You don't need to actually make the transformation yourself, you can let your Readers and Writers handle it for you. To get the CSV Reader to recognize dates though, you will need to define a schema for your rows. Your schema would look something like this (I've removed the spaces from the column names because they are not allowed):
{
"type": "record",
"name": "ExampleCSV",
"namespace": "Stackoverflow",
"fields": [
{"name": "AdvertiserID", "type": "string"},
{"name": "CampaignStartDate", "type" : {"type": "long", "logicalType" : "timestamp-micros"}},
{"name": "CampaignEndDate", "type" : {"type": "long", "logicalType" : "timestamp-micros"}},
{"name": "CampaignName", "type": "string"}
]
}
To configure the reader, set the following properties:
- Schema Access Strategy = Use 'Schema Text' property
- Schema Text = (Above codeblock)
- Treat First Line as Header = True
- Timestamp Format = "MM/dd/yyyy hh:mm:ss a"
Additionally you can set this property to ignore the Header of the CSV if you don't want to or are unable to change the upstream system to remove the spaces.

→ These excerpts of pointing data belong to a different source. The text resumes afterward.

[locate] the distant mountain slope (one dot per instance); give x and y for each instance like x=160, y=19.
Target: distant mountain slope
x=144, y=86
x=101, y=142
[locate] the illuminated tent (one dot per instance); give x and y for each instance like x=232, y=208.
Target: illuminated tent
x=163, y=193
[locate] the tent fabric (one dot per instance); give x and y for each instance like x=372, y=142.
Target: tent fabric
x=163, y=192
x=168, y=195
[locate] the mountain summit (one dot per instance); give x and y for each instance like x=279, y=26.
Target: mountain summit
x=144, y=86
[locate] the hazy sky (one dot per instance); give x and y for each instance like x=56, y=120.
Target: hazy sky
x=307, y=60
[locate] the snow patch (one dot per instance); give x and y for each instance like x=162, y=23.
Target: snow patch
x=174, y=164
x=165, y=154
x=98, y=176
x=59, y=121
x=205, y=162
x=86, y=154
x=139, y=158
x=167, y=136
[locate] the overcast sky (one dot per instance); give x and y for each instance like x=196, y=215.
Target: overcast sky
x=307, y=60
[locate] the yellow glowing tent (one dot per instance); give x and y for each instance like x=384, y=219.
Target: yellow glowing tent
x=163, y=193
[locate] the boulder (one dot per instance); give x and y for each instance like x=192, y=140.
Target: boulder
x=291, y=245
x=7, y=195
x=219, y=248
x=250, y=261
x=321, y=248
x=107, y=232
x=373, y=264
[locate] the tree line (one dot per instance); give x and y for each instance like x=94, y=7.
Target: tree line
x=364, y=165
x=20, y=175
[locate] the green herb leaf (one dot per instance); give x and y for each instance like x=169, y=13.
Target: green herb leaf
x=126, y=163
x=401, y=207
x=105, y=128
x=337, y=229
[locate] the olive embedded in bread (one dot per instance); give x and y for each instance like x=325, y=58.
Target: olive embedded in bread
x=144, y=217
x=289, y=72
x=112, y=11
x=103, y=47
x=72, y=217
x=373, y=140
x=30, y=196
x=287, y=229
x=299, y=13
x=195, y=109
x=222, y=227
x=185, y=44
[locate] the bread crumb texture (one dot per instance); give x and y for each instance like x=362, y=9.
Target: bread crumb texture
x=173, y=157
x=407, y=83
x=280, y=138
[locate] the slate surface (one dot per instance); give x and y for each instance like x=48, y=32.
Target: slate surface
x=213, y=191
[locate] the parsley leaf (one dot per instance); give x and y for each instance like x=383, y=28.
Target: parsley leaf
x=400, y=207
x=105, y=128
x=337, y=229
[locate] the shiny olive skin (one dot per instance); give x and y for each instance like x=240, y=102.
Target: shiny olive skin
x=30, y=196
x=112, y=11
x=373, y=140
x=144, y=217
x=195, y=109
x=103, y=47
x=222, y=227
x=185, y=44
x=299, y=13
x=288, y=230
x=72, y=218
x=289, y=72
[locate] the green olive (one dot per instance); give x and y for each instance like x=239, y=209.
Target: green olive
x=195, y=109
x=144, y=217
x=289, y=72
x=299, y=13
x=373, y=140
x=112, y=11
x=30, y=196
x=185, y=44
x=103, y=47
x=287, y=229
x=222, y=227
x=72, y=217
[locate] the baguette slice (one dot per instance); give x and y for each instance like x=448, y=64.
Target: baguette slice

- Ignore CSD Header Column Names = True
Then in your CSVRecordSetWriter service you can specify the following:
- Schema Access Strategy = Inherit Record Schema
- Timestamp Format = "yyyy-MM-dd"
You can use UpdateRecord or ConvertRecord (or others as long as they allow you to specify both a reader and a writer)and it will just do the conversion for you. The difference between UpdateRecord and ConvertRecord is that UpdateRecord requires you to specify a user defined property, so if this is the only change you will make, just use ConvertRecord. If you have other transformations, you should use UpdateRecord and make those changes at the same time.
Caveat: This will rewrite the file using the new column names (in my example, ones without spaces) so keep that in mind for downstream usage.